Beyond the question of needing a physician’s certification of illness is the looming question of the state requiring sterilization of a person who seeks to have their gender acknowledged. Such surgery is physically unnecessary and in fact harms the individual by subjecting them to an unnecessary surgery and by removing their autonomy. Why would a state require this action? Why would any physician agree to perform these procedures? Is this the proper role for a physician to take—to enforce the state’s views of normal? Isn’t this exactly what bioethicists have criticized physicians in the Nazi era of doing? Where is the moral courage that all people should have?

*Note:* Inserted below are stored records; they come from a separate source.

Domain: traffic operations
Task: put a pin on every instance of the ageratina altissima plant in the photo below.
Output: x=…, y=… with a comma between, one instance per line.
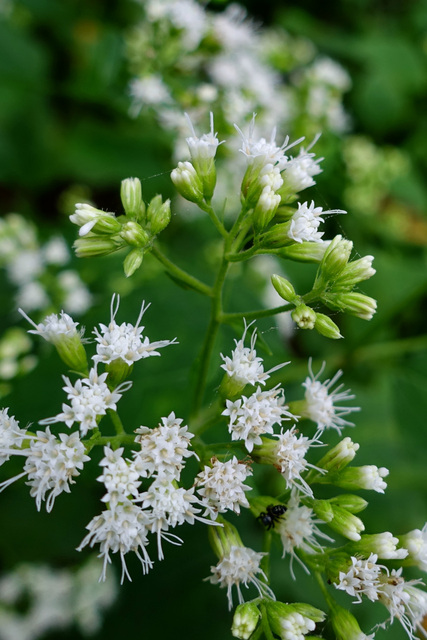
x=145, y=497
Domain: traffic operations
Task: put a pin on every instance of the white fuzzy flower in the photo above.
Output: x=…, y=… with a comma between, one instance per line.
x=171, y=506
x=54, y=327
x=163, y=449
x=322, y=401
x=50, y=465
x=244, y=366
x=362, y=578
x=223, y=485
x=240, y=566
x=89, y=399
x=305, y=222
x=124, y=341
x=290, y=459
x=298, y=530
x=11, y=435
x=251, y=417
x=119, y=477
x=120, y=531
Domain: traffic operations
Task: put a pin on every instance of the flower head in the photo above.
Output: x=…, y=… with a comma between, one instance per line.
x=321, y=401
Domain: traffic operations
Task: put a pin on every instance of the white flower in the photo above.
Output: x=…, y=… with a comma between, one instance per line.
x=205, y=147
x=322, y=402
x=124, y=341
x=11, y=435
x=54, y=327
x=171, y=506
x=290, y=459
x=416, y=543
x=50, y=465
x=120, y=477
x=240, y=566
x=223, y=485
x=362, y=578
x=305, y=222
x=244, y=366
x=120, y=531
x=404, y=601
x=251, y=417
x=297, y=529
x=263, y=151
x=163, y=449
x=89, y=399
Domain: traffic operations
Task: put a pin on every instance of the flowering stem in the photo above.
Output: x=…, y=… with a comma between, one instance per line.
x=229, y=318
x=181, y=275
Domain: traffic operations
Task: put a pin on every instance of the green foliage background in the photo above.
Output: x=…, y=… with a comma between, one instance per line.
x=64, y=127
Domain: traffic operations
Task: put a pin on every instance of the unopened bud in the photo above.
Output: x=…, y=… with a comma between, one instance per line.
x=96, y=246
x=304, y=317
x=133, y=261
x=158, y=214
x=284, y=288
x=133, y=234
x=245, y=620
x=327, y=327
x=131, y=195
x=187, y=182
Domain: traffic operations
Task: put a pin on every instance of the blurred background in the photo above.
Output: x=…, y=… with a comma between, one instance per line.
x=92, y=92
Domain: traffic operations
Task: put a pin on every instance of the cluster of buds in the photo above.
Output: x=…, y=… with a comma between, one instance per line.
x=102, y=232
x=334, y=287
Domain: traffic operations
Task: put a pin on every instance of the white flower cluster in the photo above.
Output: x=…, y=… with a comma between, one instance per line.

Among the reasons given for the need for the sterilization requirement are to maintain the status quo of society (two fixed genders), to preserve a conservative meaning of family and parenting, and because a deity makes no mistakes in giving a person a birth gender (so it should never be altered). In other words, this is all about fear and control: Fear of what some people do not understand, and a desire to control other people to fit into narrow categories. This attitude and perspective is nothing less than eugenics and physicians are being forced (or are volunteering) to be part of it.

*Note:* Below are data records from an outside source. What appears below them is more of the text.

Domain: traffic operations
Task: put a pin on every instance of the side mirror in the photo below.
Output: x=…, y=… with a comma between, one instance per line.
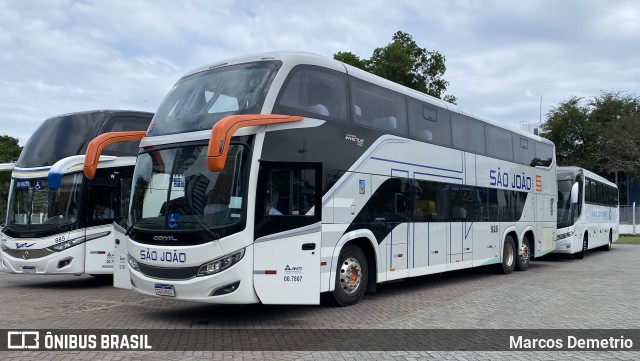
x=575, y=189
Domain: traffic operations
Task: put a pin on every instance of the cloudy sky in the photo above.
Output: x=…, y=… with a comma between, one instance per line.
x=502, y=56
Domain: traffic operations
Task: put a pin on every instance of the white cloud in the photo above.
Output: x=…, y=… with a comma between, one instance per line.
x=61, y=56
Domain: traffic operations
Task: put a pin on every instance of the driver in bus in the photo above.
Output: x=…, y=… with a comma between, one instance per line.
x=103, y=212
x=269, y=209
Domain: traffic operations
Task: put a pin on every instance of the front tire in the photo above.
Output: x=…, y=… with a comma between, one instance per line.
x=524, y=256
x=508, y=256
x=583, y=252
x=351, y=276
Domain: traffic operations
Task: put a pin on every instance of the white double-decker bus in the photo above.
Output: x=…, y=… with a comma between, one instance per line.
x=277, y=177
x=588, y=213
x=58, y=221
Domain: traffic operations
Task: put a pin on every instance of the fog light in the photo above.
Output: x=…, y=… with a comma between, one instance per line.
x=133, y=263
x=64, y=263
x=226, y=289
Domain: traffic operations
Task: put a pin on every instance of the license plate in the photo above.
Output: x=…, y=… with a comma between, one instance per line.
x=165, y=290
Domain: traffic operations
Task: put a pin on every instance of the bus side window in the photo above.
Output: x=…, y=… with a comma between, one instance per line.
x=428, y=123
x=378, y=108
x=313, y=91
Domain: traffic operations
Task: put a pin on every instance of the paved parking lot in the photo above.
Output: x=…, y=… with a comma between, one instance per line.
x=557, y=292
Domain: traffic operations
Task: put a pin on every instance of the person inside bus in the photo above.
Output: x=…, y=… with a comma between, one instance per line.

The Japanese Court’s dissenting statements stated that social mores might change, which would require revisiting the ruling, leaving a glimmer of hope. One way to combat discrimination is by getting to know people. After all, one of the ways that marriage equality was passed was that people who were against it learned that people they knew and liked were gay. In Japan,50% of people claim they do not know anyone who is trans and no one who completed the study identified as trans. The cis-gendered need to make an effort to get to know people are trans.

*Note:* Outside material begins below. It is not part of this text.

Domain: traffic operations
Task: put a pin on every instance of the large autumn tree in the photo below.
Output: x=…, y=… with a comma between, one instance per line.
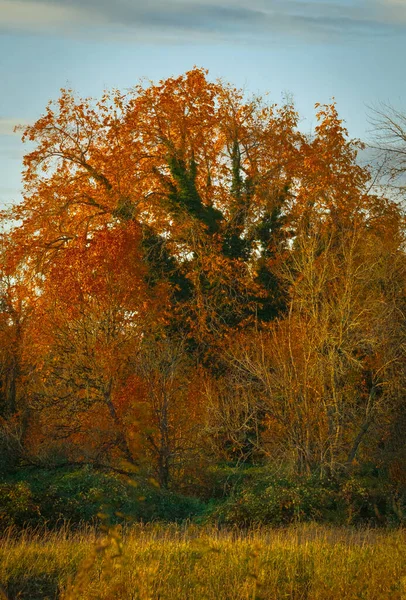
x=182, y=232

When categories diminish and ignore people, especially when backed by immoral laws, the rules must be changed. To take autonomy seriously means eliminating the antiquarian and damaging laws that require one to admit a disease when there is no disease, and to subject their bodies to a coerced surgery that removes their right to bodily self-determination and procreative liberty. Let us work to make laws that make it easier for people to change their gender on official documents. The simplest answer might be to scrap the question of gender on official forms altogether. In the meantime, physicians should refuse to perform surgeries required by the state for recognition of a person’s human identity. Informed consent for these procedures must ask if the person would be pursuing sterilization or transition surgery if the state did not mandate it? For the rest of us, let’s create an environment where we get to know our family, friends and neighbors who identify as trans in a nonjudgmental environment to create a social morality of acceptance, love, and equality.